Más allá de los discursos aburridos, de los desfiles militares, de los invitados idénticos a si mismos , de los trajecitos pastel y las cómicas genuflexiones, el verdadero mensaje del jueves, el valor diferencial de la nueva monarquía es que estos, a diferencia de los anteriores, se quieren, se acarician y no se les ve pinta de matar elefantes. Ya no son una familia numerosa, azarosa, peligrosa, sino una familia nuclear, reducida, incapaz de producir sobresaltos al menos en los próximos diez años.
El amor es su hecho diferencial y las demostraciones amorosas se brindaron en todos los momentos de la ceremonia y al alcance de todos los fotógrafos. A la entrada, con las manos entrelazadas; por la espalda, con suaves toquecitos; en el corto viaje, con caricias en la cara y, finalmente, en el balcón real en todo su esplendor. Allí la escenificación se hizo doble, como dobles son los reyes, y hubo un sorpresivo beso, también de perdón o de excepción, de la reina-víctima a su exesposo infiel.
Tanta demostración de amor no se hace en vano. Letizia subrayaba y repetía cada gesto amoroso por si hubiese pasado desapercibido. No era casualidad, ni tampoco fruto de una naturalidad de la que carece. Era la escenificación del cuento de hadas, la pareja feliz, la familia perfecta. Demasiado perfecta para una España en crisis. Pero los relatos postmodernos empiezan con un icono, no con un proyecto ni una idea.

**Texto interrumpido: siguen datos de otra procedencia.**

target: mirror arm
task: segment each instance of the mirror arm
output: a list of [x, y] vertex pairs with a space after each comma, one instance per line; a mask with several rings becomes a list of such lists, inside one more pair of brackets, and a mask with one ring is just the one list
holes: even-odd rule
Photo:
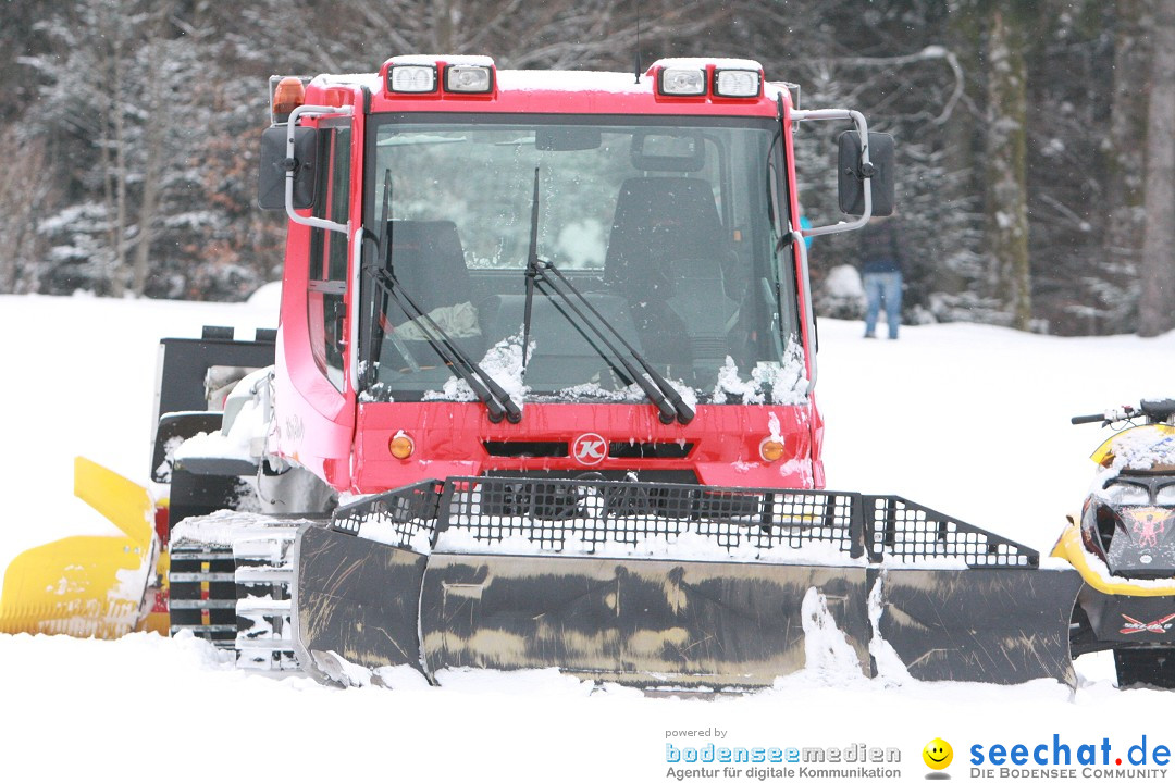
[[[309, 225], [316, 229], [327, 229], [328, 231], [340, 231], [342, 234], [350, 234], [350, 227], [347, 223], [336, 223], [334, 221], [324, 221], [321, 217], [302, 217], [294, 210], [294, 174], [297, 169], [297, 161], [294, 157], [294, 130], [297, 127], [297, 120], [302, 115], [318, 116], [322, 114], [345, 114], [350, 115], [354, 113], [350, 106], [300, 106], [293, 112], [290, 112], [290, 117], [287, 121], [286, 129], [286, 215], [289, 218], [298, 223], [300, 225]], [[867, 204], [868, 202], [866, 202]]]
[[[797, 109], [792, 112], [793, 121], [805, 122], [808, 120], [852, 120], [857, 126], [857, 133], [861, 139], [861, 170], [872, 175], [873, 163], [870, 161], [870, 129], [865, 122], [865, 115], [854, 109]], [[870, 177], [862, 181], [865, 187], [865, 211], [854, 221], [841, 221], [833, 225], [819, 225], [806, 229], [804, 236], [822, 236], [825, 234], [840, 234], [841, 231], [855, 231], [870, 222], [873, 215], [873, 187]]]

Fallaron las multitudes que, asombrosamente, no salieron a la calle a celebrar los nuevos tiempos. Los acompañó la indiferencia de una sociedad que no está para fiestas reales, para palabras vacías, ni para historias de amor tan perfectas. Quizá porque en ese mundo de la calle se vive más dolor que alegría; se pronuncian palabras feas como “paro”, “pobreza” o “desigualdad” que estuvieron proscritas en esta celebración. Porque el amor en la calle es un sentimiento íntimo que nos cura muchos males, pero en la política puede ser una pura mercancía que, como dice Isaac Rosa, se enseña cuando no se tiene nada que ofrecer.